More bird flu vaccination success

Slow but steady progress is being made in vaccinating poultry against avian influenza (bird flu).

Earlier this year, France reported on a successful pilot campaign to vaccinate millions of ducks. This is the first large-scale vaccination programme tried anywhere in the world, and vaccination has yet to be implemented in any commercial chicken operations.

Now Reuters reports that the Dutch government has announced that two vaccines tested by the Wageningen veterinary research centre have proved effective against highly infectious bird flu in a first experiment conducted under a controlled environment.

“Not only did the vaccines give poultry used in the lab protection against disease symptoms but they also countered the spreading of the bird flu,” the government said in a statement.

One vaccine was produced by France’s Ceva Animal Health and the other by Germany’s Boehringer Ingelheim, an official document on the Dutch government website showed.

Bird flu has been spreading around the world in the past year, killing more than 200 million birds – and six million in the Netherlands alone – sending egg prices rocketing and raising concern among governments about human transmission.

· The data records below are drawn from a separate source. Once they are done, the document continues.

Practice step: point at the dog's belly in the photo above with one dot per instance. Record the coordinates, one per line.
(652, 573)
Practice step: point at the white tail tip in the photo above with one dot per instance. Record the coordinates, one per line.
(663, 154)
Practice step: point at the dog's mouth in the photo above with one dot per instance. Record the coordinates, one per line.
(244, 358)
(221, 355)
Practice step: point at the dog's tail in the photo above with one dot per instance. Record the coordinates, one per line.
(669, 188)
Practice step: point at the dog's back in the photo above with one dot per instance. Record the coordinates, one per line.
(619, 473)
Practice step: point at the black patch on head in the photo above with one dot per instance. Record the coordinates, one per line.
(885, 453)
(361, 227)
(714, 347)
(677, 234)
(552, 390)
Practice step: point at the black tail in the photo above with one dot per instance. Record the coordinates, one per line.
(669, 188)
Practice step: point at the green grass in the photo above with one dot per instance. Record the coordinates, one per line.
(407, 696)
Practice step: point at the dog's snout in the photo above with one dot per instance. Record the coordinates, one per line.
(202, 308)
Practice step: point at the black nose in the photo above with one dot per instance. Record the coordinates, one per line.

Some countries, including China, already vaccinate against bird flu and as the virus seems to have become endemic, a number of other governments that initially opposed vaccines are now reconsidering. Their opposition centred on fears a vaccine could mask the spread of bird flu but tests indicate it would not be the case with the two vaccines tested in the Netherlands.

As part of a European programme, the Netherlands has been testing bird flu vaccines for egg-laying hens while France is carrying out tests on ducks, Italy on turkeys and Hungary on Pekin ducks.

A field trial will be launched in the Netherlands to see whether the vaccines that work in a laboratory setting are also effective if applied in wider conditions. The trial should take more than a year to give an idea of how long chickens are still immune after vaccination.

In South Africa the SA Poultry Association (SAPA) has appealed to the government to implement a mandatory vaccination programme to avert a potentially disastrous winter outbreak of bird flu. It has also urged an easing of the onerous conditions that must be met before producers will be permitted to vaccinate their flocks.